Nobel prize winning writer Vidiadhar Surajprasad Naipaul was born in Trinidad on August 17, 1932. In an interview with The New Yorker in 2008 he spoke disdainfully about his birthplace saying "I was born there, yes. I thought it was a mistake". His paternal grandfather had migrated from India to work as a labourer on sugar plantations. His mother's family had been wealthy landowners but had lost much of their wealth by the time Naipaul and his siblings were born. Naipaul credited his father, a journalist, for introducing him to literature and inspiring his dreams of becoming a writer. He would often escape into books to avoid his parents' volatile relationship. Speaking to The Guardian's Patrick McCrumb he described his family as "terrible…very large, with too many people. There was no beauty. It was full of malice". He left Trinidad with a government scholarship that allowed him to study at any university in the British Commonwealth and chose to attend Oxford. He spent much of the rest of his life in England.

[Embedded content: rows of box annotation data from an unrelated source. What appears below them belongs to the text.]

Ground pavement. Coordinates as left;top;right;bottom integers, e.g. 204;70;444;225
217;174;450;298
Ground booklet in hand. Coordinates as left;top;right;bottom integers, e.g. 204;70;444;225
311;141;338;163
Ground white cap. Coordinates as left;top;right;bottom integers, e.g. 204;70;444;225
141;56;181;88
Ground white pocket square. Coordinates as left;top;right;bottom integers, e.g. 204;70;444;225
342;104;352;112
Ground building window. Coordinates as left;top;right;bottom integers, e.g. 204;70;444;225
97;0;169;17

While a student, Naipaul became frustrated by his writing ability and uncertain whether he could to fulfill his dream of writing professionally. As a result he experienced a long period of depression. Patricia Hale, a fellow Oxford student, helped him to recover and worked with him to plan his career, reading all of his work in progress. They married in 1955. It was not a particularly happy marriage. Naipaul engaged in a decades-long affair with Margaret Murray and openly frequented prostitutes during the marriage, which ended with Patricia's death from cancer in 1996. Naipaul proposed to his second wife, journalist Nadira Khannum Alvi, in 1995 and they married shortly after Hale's death. Hale's letters and diaries were used in Patrick French's authorized biography of Naipaul, The World Is What It Is.

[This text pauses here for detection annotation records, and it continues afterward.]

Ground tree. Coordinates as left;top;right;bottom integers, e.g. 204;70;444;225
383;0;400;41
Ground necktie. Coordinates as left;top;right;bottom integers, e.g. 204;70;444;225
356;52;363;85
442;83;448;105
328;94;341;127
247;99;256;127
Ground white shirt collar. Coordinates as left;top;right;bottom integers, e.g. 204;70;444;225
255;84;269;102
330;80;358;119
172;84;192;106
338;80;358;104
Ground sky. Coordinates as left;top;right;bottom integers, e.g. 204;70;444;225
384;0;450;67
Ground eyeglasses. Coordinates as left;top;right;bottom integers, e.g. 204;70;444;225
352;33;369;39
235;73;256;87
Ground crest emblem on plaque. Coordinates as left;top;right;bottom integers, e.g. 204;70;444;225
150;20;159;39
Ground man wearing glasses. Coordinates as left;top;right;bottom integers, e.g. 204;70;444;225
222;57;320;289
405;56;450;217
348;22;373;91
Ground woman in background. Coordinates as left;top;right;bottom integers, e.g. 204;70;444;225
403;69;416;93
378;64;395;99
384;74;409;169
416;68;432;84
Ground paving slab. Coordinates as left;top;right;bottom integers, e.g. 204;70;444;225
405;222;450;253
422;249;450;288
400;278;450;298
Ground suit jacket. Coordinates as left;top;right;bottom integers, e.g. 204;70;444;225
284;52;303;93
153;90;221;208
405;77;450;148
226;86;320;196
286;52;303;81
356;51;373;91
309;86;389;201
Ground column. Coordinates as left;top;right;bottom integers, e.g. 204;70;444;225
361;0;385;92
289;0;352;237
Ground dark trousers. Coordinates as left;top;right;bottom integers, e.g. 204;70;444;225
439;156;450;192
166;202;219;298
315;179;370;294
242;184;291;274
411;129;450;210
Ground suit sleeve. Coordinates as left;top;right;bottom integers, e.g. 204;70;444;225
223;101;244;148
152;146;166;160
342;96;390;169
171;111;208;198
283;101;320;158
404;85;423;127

During his long career, Naipaul wrote novels, short stories, travel books and non-fiction and he won a number of literary prizes. His first novel The Mystic Masseur, published in 1957, won the John Llewellyn Rhys Prize. Miguel Street, a collection of short stories published in 1959 won the Somerset Maugham prize, the first time a non-European author had received the honour. He was given the Booker Prize in 1971 for In a Free State. His 1961 novel, A House for Mr. Biswas, was his breakthrough novel. Modern Library and Time Magazine both included it on their lists of the 100 best novels of the 20th century.

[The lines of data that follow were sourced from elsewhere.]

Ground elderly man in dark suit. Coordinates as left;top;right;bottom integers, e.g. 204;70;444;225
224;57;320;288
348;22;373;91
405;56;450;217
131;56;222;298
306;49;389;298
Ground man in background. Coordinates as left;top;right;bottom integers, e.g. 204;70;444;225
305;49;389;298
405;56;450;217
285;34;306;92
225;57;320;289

The Nobel Prize was presented to Naipaul in 2006 for "having united perceptive narrative and incorruptible scrutiny in works that compel us to see the presence of suppressed histories".
In addition, he was knighted for services to literature in 1990.
Naipaul described himself as a curmudgeon who once declared that "[i]f a writer doesn’t generate hostility, he is dead" and was dismissive of other authors: he thought little of Henry James, E.M. Forster, Ernest Hemingway and believed that women writers were naturally inferior. He expressed his dislike of many things including children, Trinidadians, Muslims, immigrants and steel bands.
V.S. Naipaul died peacefully at his home in London. He was 85.